In her preprogram interview, Mabel described herself as Asian American. She characterized herself as an indoor person and said she wanted to become more active in her everyday life. She felt that she was not doing well in school, and she wanted to make some changes to improve her school performance. As for her career aspirations, Mabel reported wanting to become a photographer because one of her family members was a photographer. She did not believe that she would go to college.

The second participant, Kelly, described herself as African American. She spoke confidently about herself, indicating that she believed herself to be talented, pretty, and smart and able to play basketball as well as boys. She felt that there was nothing she should do to improve herself. She also said she was doing particularly well in mathematics in school. Kelly reported wanting to become a nurse, a pediatrician, or a teacher.

Melissa, the third participant, described herself as African American. Melissa, who is Kelly's cousin, likened her traits to Kelly's: talented, pretty, and smart. Melissa reported that she loves dancing and singing and that she is good at both. Like Kelly, Melissa felt that there was nothing she should do to improve herself. She acknowledged that she did not particularly like mathematics but viewed it as an important subject. She also reported feeling that she should do well in school. Like her cousin Kelly, Melissa said she wanted to become a nurse or a doctor.

Data Collection

We used two data sources in the study: (a) preprogram and postprogram semistructured interviews and (b) preprogram and postprogram Draw-a-Scientist Test (Chambers, 1983) and Draw-an-Engineer-Test (Carr & Diefes-Dux, 2012) activities.

Data Analysis

The data analysis procedures consisted of (a) open coding (Strauss & Corbin, 1990), (b) identification of patterns for each case, and (c) identification of themes across the cases (LeCompte & Preissle, 1993). To avoid research-question bias, we used various interview questions to try to elicit the girls' knowledge about scientists and engineers, their perceptions of science and engineering, and information about how the girls' knowledge about scientists and engineers and their interests influenced their choices for potential careers. We conducted an extensive literature review to select our interview questions from existing surveys. We selected and modified our interview questions on the basis of items from the Upper Elementary School Student Attitudes Toward STEM Survey (Faber, 2013). We pilot tested the interview questions with three students to ensure the validity and reliability of the questions.

Results

Girls' Perceptions of Science and Engineering Experiences

When the three girls were asked to give examples of science and engineering in their everyday lives, all three gave examples involving science in school. It is important to note that Mabel and Kelly both elaborated on their school science experiences by suggesting that when they worked as a team to do science activities at school, they did not like teaming with boys. In addition to school science, they considered TV shows they had watched to be examples of science experiences in their everyday lives. As for engineering activities, none of the girls could give an example from her everyday life that was related to engineering prior to the program. Even after the Pedal Power program, the examples the girls gave as their everyday life experiences with engineering were mostly related to fixing bikes or using tools.
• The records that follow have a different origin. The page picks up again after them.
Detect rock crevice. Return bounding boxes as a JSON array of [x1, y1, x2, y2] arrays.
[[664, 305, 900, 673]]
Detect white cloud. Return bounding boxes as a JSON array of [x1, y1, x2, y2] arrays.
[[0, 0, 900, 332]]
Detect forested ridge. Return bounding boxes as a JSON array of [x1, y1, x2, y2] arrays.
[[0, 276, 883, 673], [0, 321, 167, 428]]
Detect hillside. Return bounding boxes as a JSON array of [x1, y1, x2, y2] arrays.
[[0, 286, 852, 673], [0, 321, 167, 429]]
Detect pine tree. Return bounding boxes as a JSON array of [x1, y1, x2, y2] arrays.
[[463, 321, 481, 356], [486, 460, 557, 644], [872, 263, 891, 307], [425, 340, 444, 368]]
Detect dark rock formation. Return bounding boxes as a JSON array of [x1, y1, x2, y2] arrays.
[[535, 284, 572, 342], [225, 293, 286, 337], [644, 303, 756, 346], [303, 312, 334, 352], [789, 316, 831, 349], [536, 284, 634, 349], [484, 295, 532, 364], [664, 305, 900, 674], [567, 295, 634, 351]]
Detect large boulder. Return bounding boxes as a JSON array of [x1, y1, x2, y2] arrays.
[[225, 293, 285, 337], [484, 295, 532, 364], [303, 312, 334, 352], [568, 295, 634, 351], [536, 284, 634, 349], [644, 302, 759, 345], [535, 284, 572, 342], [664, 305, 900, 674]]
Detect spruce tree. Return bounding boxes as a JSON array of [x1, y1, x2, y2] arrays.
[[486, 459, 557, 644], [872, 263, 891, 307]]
Girls' Views of Scientists and Engineers

Overall, experiment was the key word the girls associated with science both before and after the program. As noted, before the program the girls could not give examples of engineering in their everyday lives. Their drawings indicated that they perceived engineering as being related to tools, houses, and cars. See Figures 1 and 2 for examples. Overall, fixing and building were the key words the girls associated with engineering both before and after the program. The word invention also was used by Melissa to describe engineering.

Figure 1.
Mabel's Preprogram and Postprogram Portraits of Scientists
(Preprogram Portrait on Left, Postprogram Portrait on Right)

IMAG0052.jpgIMAG0051.jpg

Figure 2.
Mabel's Preprogram and Postprogram Portraits of Engineers
(Preprogram Portrait on Left, Postprogram Portrait on Right)
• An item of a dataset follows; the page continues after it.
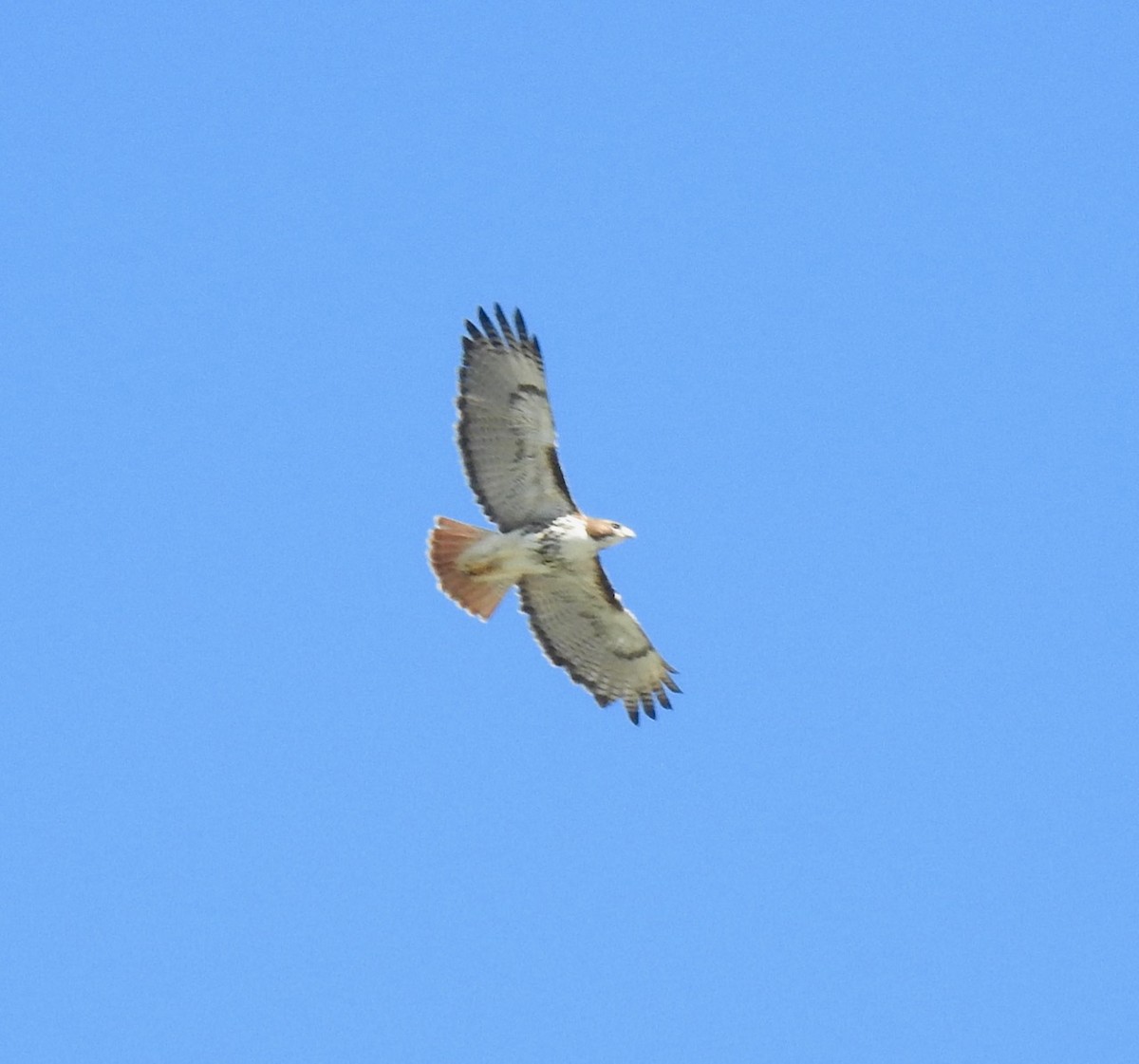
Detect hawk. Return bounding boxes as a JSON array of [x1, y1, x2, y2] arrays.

From before the program to after the program, Mabel and Kelly changed their perceptions of who could become a scientist or an engineer. Both girls had started to perceive that gender was not an issue and that girls could become scientists or engineers. In addition, the girls believed that scientists and engineers are smart people who are good at both science and mathematics. Mabel believed that to become a scientist or an engineer, a person needed to go to college. Before the program, she did not think she could become a scientist or an engineer because her grades were not good enough for college. After the Pedal Power program, Mabel felt that because she knew how to fix a bike, she might be able to become an engineer.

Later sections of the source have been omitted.